How federal cybersecurity efforts can maintain progress
Earlier this year, the Health Care Industry Cybersecurity Task Force published a report to “address the growing challenge posed by cyberattacks.”
The Task Force was created under the Cybersecurity Information Security Act of 2015, with representatives selected by the Secretary of Health & Human Services, in coordination with the Department of Homeland Security and the National Institutes of Standards and Technology.
The Task Force highlighted six key imperatives in a report sent to Congress, several of which are going to be essential in healthcare improving its cybersecurity approach, Waddell observed. First, developing the healthcare workforce will be critical.

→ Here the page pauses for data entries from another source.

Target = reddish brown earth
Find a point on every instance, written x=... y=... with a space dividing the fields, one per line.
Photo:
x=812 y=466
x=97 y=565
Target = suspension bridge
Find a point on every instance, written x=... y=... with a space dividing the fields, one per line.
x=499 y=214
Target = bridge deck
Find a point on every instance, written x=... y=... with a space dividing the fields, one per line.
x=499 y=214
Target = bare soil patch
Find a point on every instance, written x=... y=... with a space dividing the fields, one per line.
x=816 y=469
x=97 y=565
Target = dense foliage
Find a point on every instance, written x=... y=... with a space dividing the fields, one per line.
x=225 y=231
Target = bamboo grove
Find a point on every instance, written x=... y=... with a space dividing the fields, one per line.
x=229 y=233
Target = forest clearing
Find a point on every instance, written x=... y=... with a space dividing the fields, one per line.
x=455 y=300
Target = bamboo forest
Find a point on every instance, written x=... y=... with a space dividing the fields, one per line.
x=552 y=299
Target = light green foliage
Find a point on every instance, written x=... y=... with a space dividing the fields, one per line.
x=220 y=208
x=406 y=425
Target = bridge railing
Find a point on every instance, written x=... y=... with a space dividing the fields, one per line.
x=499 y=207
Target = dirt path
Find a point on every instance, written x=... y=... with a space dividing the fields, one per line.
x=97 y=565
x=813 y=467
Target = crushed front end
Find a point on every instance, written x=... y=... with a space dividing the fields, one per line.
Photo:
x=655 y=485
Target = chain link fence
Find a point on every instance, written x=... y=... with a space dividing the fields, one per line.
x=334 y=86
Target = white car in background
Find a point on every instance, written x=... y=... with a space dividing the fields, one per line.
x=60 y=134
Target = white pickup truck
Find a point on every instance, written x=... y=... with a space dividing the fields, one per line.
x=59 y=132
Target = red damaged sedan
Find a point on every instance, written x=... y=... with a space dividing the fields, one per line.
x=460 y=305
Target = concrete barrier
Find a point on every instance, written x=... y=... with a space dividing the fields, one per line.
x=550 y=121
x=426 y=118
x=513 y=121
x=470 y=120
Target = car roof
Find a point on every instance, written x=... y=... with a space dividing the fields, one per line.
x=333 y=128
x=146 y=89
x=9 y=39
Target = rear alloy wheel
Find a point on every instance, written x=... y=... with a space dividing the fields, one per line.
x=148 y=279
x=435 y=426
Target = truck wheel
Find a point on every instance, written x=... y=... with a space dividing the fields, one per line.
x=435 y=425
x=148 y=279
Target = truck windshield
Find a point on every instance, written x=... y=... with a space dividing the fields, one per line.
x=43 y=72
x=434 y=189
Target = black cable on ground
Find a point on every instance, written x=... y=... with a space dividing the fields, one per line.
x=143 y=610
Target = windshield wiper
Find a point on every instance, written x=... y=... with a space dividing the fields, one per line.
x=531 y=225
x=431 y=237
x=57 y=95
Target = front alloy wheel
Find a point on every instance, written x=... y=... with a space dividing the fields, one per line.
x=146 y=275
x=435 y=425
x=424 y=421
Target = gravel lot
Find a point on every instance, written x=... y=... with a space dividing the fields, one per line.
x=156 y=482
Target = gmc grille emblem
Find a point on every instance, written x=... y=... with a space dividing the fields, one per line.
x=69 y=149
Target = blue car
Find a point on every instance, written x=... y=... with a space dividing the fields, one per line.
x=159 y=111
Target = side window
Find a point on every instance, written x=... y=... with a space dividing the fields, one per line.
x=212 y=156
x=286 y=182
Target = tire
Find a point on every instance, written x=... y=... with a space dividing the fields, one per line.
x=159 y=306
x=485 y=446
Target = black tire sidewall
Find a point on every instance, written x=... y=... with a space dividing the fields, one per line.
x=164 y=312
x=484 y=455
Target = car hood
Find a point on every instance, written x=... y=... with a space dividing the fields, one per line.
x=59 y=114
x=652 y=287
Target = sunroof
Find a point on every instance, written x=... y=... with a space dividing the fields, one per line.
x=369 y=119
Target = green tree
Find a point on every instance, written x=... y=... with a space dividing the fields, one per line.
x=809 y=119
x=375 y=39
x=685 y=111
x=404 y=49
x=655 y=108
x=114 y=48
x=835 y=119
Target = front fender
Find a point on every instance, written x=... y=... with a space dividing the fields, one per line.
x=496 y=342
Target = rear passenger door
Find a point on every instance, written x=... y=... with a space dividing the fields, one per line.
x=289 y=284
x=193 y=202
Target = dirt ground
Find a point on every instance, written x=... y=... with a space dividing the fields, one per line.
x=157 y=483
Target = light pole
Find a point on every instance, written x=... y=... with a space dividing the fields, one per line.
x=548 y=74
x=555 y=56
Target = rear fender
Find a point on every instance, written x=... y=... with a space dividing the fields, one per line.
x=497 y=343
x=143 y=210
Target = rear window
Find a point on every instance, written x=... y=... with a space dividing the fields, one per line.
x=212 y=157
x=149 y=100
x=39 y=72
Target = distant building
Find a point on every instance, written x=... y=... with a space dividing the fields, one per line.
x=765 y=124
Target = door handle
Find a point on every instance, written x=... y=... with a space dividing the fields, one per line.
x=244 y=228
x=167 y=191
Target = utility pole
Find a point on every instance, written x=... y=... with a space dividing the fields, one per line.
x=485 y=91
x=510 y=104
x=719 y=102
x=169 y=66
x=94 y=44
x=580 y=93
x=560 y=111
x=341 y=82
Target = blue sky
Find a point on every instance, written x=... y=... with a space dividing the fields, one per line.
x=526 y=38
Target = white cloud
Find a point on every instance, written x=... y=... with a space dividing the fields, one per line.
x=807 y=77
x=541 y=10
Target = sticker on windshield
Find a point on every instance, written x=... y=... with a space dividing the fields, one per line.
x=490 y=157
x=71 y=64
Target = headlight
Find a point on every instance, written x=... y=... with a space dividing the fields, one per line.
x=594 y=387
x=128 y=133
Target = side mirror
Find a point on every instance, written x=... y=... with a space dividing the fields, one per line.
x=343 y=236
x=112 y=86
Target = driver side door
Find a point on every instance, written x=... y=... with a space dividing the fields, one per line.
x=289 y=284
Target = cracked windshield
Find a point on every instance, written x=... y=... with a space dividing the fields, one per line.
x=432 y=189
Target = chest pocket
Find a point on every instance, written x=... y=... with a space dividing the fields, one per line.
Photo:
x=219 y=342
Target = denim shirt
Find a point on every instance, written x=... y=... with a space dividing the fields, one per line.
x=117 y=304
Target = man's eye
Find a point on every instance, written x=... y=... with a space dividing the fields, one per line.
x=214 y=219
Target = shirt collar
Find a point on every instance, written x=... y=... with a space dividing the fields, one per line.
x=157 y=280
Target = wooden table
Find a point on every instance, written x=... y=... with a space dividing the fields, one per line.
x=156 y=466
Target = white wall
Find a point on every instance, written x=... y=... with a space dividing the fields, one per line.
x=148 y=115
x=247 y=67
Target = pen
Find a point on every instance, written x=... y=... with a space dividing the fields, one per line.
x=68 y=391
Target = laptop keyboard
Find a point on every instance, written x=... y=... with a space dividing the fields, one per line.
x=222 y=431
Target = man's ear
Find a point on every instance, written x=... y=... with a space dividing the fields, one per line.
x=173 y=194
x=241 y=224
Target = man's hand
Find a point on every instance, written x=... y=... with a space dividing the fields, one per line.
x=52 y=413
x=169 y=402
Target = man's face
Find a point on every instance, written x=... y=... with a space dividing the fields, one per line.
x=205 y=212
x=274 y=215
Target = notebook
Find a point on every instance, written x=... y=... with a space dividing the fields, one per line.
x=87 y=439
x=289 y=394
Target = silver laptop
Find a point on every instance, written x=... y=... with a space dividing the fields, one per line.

“It’s important to really make sure that the folks that are part of the federal workforce understand the complexity of the problem, and are able to present holistic solutions to be able to solve that problem,” he explained. “The challenge that we have, not only in federal but really across the board, is our adversaries only have to be right once. It costs them pennies on the dollar to be able to launch these types of attacks.”
“By developing that healthcare workforce, and making sure that [those workforce members] have the training, the skills, and the experience to be able to put in place that strategy, is a great move,” Waddell continued.
Increasing cybersecurity readiness was another key imperative from the Task Force report, he said. This includes cyber resiliency and being able to respond, detect, and recover from an attack.
Improved cybersecurity awareness and education is one of the ways that the report noted how cyber resiliency can be strengthened.
“There's a lot of work to do, but the good news is that there's now a really sound strategy within the Cyber Security Task Force document,” Waddell said. “There are some really sound recommendations that can make a difference.”
With the (ISC)² report quoting a 20 percent increase since 2015 in the cybersecurity workforce gap, Waddell said that having those numbers go down by next report takes place is just the beginning.
“We're actually seeing some of these solutions, particularly around cybersecurity awareness and education, that are working,” he stated. “We can then take that and then advance and scale up.”
“These big numbers, the only way we're going to help address the gap is to take the things that are working now with respect to the education that's out there. That’s not only (ISC)² but other partners as well, and be able to scale that up.”